Das Gemälde „Wicken und Rosen (Erbsenblüten)“ von Lovis Corinth ist durch Ankauf aus der Sammlung Conrad Doebbeke seit 1949 im Eigentum der Landeshauptstadt Hannover. Seit 2008 wird wegen einer NS-Verlust-Vermutung zur Provenienz geforscht. Ein Anspruch auf Restitution wird von den Rechtsnachfolgern der Familie Dr. Max Levy geltend gemacht.

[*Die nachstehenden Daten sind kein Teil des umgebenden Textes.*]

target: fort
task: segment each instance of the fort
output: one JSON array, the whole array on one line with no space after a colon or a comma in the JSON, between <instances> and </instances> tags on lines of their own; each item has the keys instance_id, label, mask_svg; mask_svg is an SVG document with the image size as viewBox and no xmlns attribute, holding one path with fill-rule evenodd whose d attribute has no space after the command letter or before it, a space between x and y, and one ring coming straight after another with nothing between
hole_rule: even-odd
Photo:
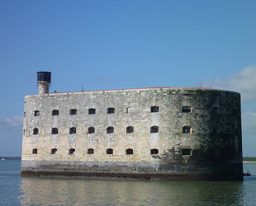
<instances>
[{"instance_id":1,"label":"fort","mask_svg":"<svg viewBox=\"0 0 256 206\"><path fill-rule=\"evenodd\" d=\"M49 93L25 97L26 176L243 180L240 94L201 87Z\"/></svg>"}]
</instances>

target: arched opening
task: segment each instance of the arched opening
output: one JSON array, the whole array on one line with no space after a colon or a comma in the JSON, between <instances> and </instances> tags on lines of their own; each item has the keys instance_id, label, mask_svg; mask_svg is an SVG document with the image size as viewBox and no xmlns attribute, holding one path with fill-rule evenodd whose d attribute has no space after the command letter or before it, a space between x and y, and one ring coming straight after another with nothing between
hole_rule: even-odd
<instances>
[{"instance_id":1,"label":"arched opening","mask_svg":"<svg viewBox=\"0 0 256 206\"><path fill-rule=\"evenodd\" d=\"M131 155L131 154L133 154L133 149L131 149L131 148L126 149L126 154L127 154L127 155Z\"/></svg>"},{"instance_id":2,"label":"arched opening","mask_svg":"<svg viewBox=\"0 0 256 206\"><path fill-rule=\"evenodd\" d=\"M159 127L158 126L152 126L150 128L150 133L158 133L159 132Z\"/></svg>"},{"instance_id":3,"label":"arched opening","mask_svg":"<svg viewBox=\"0 0 256 206\"><path fill-rule=\"evenodd\" d=\"M126 128L126 133L130 133L134 132L134 128L132 126L129 126Z\"/></svg>"}]
</instances>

„Wir planen den Fall entweder an die aktuell noch zuständige Beratende Kommission, eine neutrale Institution auf Bundesebene, die in solchen Fällen rechtssicher entscheidet, oder an das Schiedsgericht, welches diese Kommission ablösen soll, abzugeben, da es keine abschließende Klärung gibt, ob, aber vor allem an wen eine Restitution stattfinden kann und soll. Weil noch nicht feststeht, wann das Schiedsgericht seine Arbeit aufnehmen wird, überlassen wir diese Entscheidung der Familie Levy“, erläuterte Eva Bender, Dezernentin für Bildung und Kultur der Landeshauptstadt Hannover, in der heutigen Sitzung des Kulturausschusses.In den umfangreich untersuchten historischen Akten hat die städtische Provenienzforschung keinen Beweis gefunden, dass das Bild nach 1933 der Familie Levy gehörte. „Der Name Levy wurde zwar durch Manuskriptkarten identifiziert und vermutlich ist damit ein früherer Besitz verbunden, allerdings ergab sich dadurch kein Eigentumsbeleg für die Zeit nach 1933 und somit auch kein Verlustbeleg“, so Bender weiter.

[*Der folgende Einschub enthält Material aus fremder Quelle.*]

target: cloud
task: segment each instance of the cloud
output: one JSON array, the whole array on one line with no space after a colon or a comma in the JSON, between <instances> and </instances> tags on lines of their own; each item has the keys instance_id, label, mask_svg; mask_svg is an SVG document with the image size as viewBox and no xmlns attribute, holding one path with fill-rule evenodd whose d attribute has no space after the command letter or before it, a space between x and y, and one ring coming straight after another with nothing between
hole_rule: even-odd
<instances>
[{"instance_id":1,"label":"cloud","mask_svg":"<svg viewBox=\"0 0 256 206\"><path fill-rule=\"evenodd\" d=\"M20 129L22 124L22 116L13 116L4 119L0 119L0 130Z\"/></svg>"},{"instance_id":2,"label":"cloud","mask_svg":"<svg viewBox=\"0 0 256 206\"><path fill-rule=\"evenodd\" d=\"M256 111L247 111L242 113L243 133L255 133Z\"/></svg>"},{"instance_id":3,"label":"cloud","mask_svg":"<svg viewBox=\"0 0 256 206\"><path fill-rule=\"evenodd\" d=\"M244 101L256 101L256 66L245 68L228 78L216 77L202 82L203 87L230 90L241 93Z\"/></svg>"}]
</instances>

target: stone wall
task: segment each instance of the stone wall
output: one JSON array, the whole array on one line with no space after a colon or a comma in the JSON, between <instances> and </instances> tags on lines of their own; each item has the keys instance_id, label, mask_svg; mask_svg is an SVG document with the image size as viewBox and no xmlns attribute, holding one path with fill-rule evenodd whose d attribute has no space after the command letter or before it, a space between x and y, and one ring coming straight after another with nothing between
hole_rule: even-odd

„Stattdessen gibt es neuere Hinweise, dass das Bild in dieser Zeit im Eigentum des Galeristen Justin Thannhauser gewesen ist und er der Geschädigte sein könnte. Thannhauser war jüdisch und verfolgt und musste emigrieren. Es spricht viel dafür, dass er einen verfolgungsbedingten Verlust erlitten hat. Es kann also ein Fall der Restitution an die Rechtsnachfolger Thannhausers vorliegen“, ergänzte Dr. Annette Baumann, städtische Provenienzforscherin. Dieser Aspekt würde dann auch Teil der Untersuchung durch die neutrale Institution.

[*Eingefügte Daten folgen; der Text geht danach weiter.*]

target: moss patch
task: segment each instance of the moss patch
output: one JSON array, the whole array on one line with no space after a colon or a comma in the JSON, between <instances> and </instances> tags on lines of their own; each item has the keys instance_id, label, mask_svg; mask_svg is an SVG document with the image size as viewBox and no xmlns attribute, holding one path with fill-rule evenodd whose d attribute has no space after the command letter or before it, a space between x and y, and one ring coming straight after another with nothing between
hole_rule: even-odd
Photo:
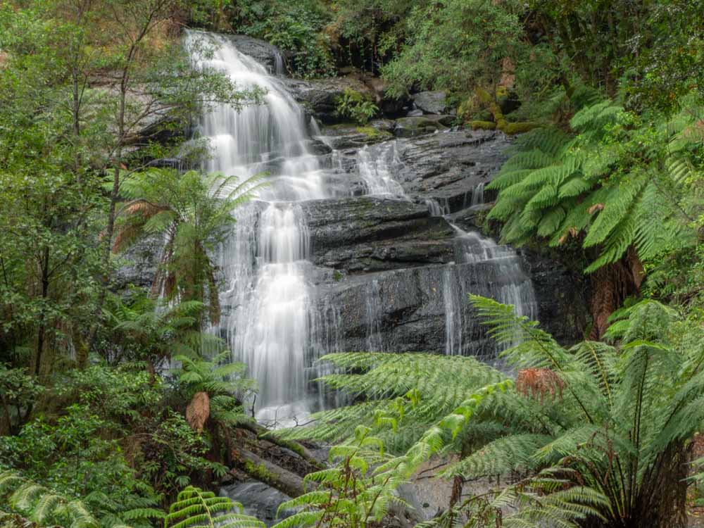
<instances>
[{"instance_id":1,"label":"moss patch","mask_svg":"<svg viewBox=\"0 0 704 528\"><path fill-rule=\"evenodd\" d=\"M494 130L496 123L492 121L472 121L470 122L472 130Z\"/></svg>"},{"instance_id":2,"label":"moss patch","mask_svg":"<svg viewBox=\"0 0 704 528\"><path fill-rule=\"evenodd\" d=\"M393 137L394 134L386 130L378 130L374 127L357 127L357 132L363 134L369 139L380 141Z\"/></svg>"}]
</instances>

Die aktuellen Herausforderungen der Provenienzforschung sollen unter anderen auch am Beispiel der Sammlung Conrad Doebbeke im Rahmen einer Veranstaltung im April – rund um den vom Arbeitskreis Provenienzforschung e.V. ins Leben gerufenen und bundesweit beworbenen Tag der Provenienzforschung am 9. April 2025 – näher erläutert werden. Grundlage für die Diskussion dieses Beispiels wird die Ende Februar erscheinende Publikation von Dr. Annette Baumann sein.
Die Landeshauptstadt Hannover hat in den vergangenen Jahren mehrfach Kunstgut, welches während der Zeit des Nationalsozialismus unrechtmäßig erlangt wurde und später in die öffentlichen Sammlungen gelangt ist, restituiert. Beispiele hierfür sind:
- 2024 Modigliani (Umkreis?) Tête de femme, Gemälde, an die Erben nach Michel Georges Michel, Frankreich
- 2024, Frühkorinthische Oinochoe (Platschkanne), Hellenische Republik, Kultur- und Sportministerium, Generaldirektion des antiken und kulturellen Erbes
- 2022 Klara Berliner, Rokoko-Schrank und Gobelinstickerei, an die Erb*innengemeinschaft Klara Berliner und den Manfred Berliner Trust, Berkeley, CA
- 2017 Karl Schmidt-Rottluff, Marschlandschaft mit rotem Windrad, an die Erbengemeinschaft nach Max Rüdenberg
- 2007 Lovis Corinth, Römische Campagna, an die Erben nach Curt Glaser
- 1999 Lovis Corinth, Walchensee, an die Erben nach Gustav Kirstein
Mehr Informationen zur Provenienzforschung der Landeshauptstadt Hannover gibt es online unter folgendem Link: https://www.hannover.de/Kultur-Freizeit/Museen-Ausstellungen/Provenienzforschung-der-Landeshauptstadt-Hannover. Seit 2008 hat Hannover eine Stelle für Provenienzforschung eingerichtet, seit 2016 sind zwei Stellen im Haushalt verankert.